I thought again about this problem recently when I visited the Honolulu Academy of the Arts. They have a fabulous--and I do mean fabulous--exhibit of treasures taken by Captain Cook's crew back to Great Britain. It's called Life in the Pacific of the 1700s: The Cook/Forster Collection of the Georg August University of Göttingen. The treasures found their way
into Germany–-and so they’re now on loan from several German museums.
The exhibit is absolutely fascinating; I highly recommend it. There are clothes, including a stunning
mourning dress and simple but beautiful and elegant garb. There are also fish hooks of all sizes, mats, an extensive fish net, and weapons. Notable by their absence are religious objects.

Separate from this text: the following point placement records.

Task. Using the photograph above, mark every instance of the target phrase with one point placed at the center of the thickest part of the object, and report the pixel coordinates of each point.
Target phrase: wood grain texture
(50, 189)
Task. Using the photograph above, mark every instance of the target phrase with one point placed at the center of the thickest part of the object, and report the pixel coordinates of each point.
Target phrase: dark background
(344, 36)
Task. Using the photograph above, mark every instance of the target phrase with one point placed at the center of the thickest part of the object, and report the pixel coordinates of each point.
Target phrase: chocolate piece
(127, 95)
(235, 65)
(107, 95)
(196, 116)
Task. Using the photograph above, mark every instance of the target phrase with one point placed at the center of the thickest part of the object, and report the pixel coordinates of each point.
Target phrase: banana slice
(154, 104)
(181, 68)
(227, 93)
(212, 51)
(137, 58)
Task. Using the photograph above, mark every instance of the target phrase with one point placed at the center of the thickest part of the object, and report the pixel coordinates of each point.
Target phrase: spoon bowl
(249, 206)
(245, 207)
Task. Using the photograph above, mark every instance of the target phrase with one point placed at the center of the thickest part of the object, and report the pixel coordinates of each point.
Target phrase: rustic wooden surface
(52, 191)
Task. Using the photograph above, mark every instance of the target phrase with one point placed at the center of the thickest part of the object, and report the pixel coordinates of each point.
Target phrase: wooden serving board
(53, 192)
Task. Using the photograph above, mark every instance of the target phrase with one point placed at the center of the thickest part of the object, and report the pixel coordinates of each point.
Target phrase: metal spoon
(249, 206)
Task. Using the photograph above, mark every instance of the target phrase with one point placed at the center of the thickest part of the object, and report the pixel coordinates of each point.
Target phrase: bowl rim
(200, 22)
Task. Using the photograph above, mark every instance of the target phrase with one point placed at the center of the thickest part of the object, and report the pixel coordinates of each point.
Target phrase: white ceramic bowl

One of the many things that struck me was how beautiful the clothes are. Let's face it: they're destined for Seventh Avenue in New York City. Check out the Honolulu Academy of Arts website to see a picture a heva, a Tahitian full-length mourning dress with headdress. The picture, which is stunning, just doesn't do it justice. Most of the other clothes in the exhibit are quite simple; often made out of organic materials (like coconuts). And I think they'll be a huge hit in the marketplace. Now, we just need to figure out a way to insure that the descendants of the people who created this work receive some compensation.... One way for that to happen is for clothes designers in Hawaii and elsewhere in the Pacific to get busy.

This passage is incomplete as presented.